Entre prison et détention, le parcours du principal suspect

Entre prison et détention, le parcours du principal suspect
Entre prison et détention, le parcours du principal suspect

Dans quelles conditions le principal suspect du meurtre de Philippine a-t-il été libéré début septembre ? La justice a-t-elle fait preuve de laxisme dans cette affaire ? Ces questions sont au cœur d’une polémique qui, dans un contexte très émotionnel, a rapidement pris une tournure politique. Agé de 22 ans et de nationalité marocaine, cet homme, arrêté en Suisse mardi 24 septembre, est soupçonné d’avoir violé et tué Philippine, une étudiante de 19 ans de l’université Paris-Dauphine. « La mort de cet étudiant est terrible. Mais honnêtement, on ne peut pas dire qu’il y ait des dysfonctionnements majeurs de la part de l’administration ou de la justice dans cette affaire. »estime Olivier Cahn, chercheur au Centre de recherches sociologiques sur le droit et les institutions pénales (CESDIP).

C’est avec un visa touristique que le jeune homme, alors âgé de 17 ans, est arrivé en France en juin 2019. En septembre, il a été écroué pour le viol d’une femme de 23 ans dans un bois de Taverny (Val-d’Oise). En octobre 2021, la cour d’assises du Val-d’Oise l’a condamné à sept ans de prison. « Ce n’était pas une peine clémente, étant donné qu’il était mineur et n’avait pas de condamnations antérieures », note un magistrat. Après avoir passé plus de quatre ans et demi derrière les barreaux, il a quitté le centre de détention de Joux-la-Ville (Yonne) le 20 juin, en liberté conditionnelle. Sans pour autant se retrouver à l’air libre.

Trois prolongations successives de détention

Considérant que l’individu représentait une menace pour l’ordre public, la préfecture de l’Yonne lui a notifié, deux jours avant sa libération, une obligation de quitter le territoire français (OQTF). Pour éviter qu’il ne se retrouve dans la nature en attendant son expulsion vers le Maroc, la préfecture l’a placé dans un centre de rétention administrative (CRA) à Metz. Le même 18 juin, la préfecture a envoyé une demande de laissez-passer consulaire au Maroc. Mais le 24 juin, les autorités marocaines ont répondu que la demande devait émaner de la Direction générale des étrangers en France (DGEF), qui dépend du ministère de l’Intérieur. Finalement, la demande de laissez-passer a été envoyée en bonne et due forme le 18 juillet par la DGEF.

Pendant ce temps, le jeune Marocain est toujours au CRA de Metz, avec l’aval de la justice. Sa privation de liberté ayant été prononcée par une autorité administrative, elle doit être contrôlée par un juge judiciaire. C’est ce qui se passe dans ce dossier. À trois reprises, la préfecture de l’Yonne demande une prolongation de la détention. À chaque fois, un juge des libertés et de la détention (JLD) donne son feu vert. Le 21 juin, il accorde une première prolongation de 28 jours, puis 30 jours le 20 juillet, et 15 jours le 19 août.
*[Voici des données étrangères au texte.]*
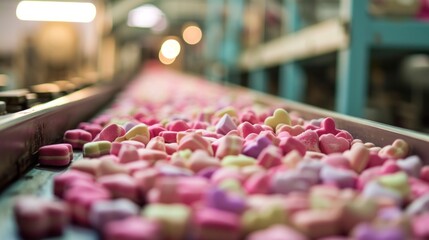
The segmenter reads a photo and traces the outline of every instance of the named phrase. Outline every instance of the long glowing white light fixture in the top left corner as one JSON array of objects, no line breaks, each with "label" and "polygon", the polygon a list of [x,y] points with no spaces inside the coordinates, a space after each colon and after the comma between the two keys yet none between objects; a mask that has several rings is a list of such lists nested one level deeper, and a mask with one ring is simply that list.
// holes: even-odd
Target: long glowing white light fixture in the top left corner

C’est à la quatrième demande de prolongation, le 2 septembre, que tout est décidé. C’est alors la dernière demande possible. Le jeune homme a déjà passé 75 jours au CRA. Au 90e jour, il doit être libéré. ​​Même si le laissez-passer du Maroc, dont on est alors sans nouvelles, n’est pas arrivé.

« S’il avait su que le laissez-passer arriverait deux jours plus tard, peut-être que le juge aurait pris une décision différente. »

Cette fois, le JLD s’est opposé à la prolongation et a décidé de libérer le jeune homme. Le Parisienle magistrat constate que, certes, la personne concernée « ne fournit pas de preuve de logement ou d’insertion sociale ou professionnelle » et qu’il « n’a pas de revenus ». « Le risque de répétition des actes criminels, et donc la menace pour l’ordre public, ne peut être exclu », il croit. Mais il note que l’administration française « ne peut pas établir » qu’elle arrivera d’ici deux semaines pour obtenir le laissez-passer pour le Maroc puis son départ. Le jeune homme retrouve sa liberté le 4 septembre, avec une affectation dans un hôtel et une obligation de se présenter au commissariat. Une obligation qu’il ne respectera pas. Le 6 septembre, le laissez-passer arrive enfin du Maroc.

« Dans ce cas, il me semble difficile d’incriminer le JLD, Olivier Cahn le souligne. “S’il avait su que le laissez-passer arriverait deux jours plus tard, peut-être aurait-il pris une autre décision. Mais un JLD est aussi constitutionnellement garant de la liberté des personnes, qui ne peuvent être privées de leur liberté indéfiniment.” Le nouveau ministre de l’Intérieur, Bruno Retailleau, a jugé nécessaire « développer notre arsenal juridique, pour protéger les Français ».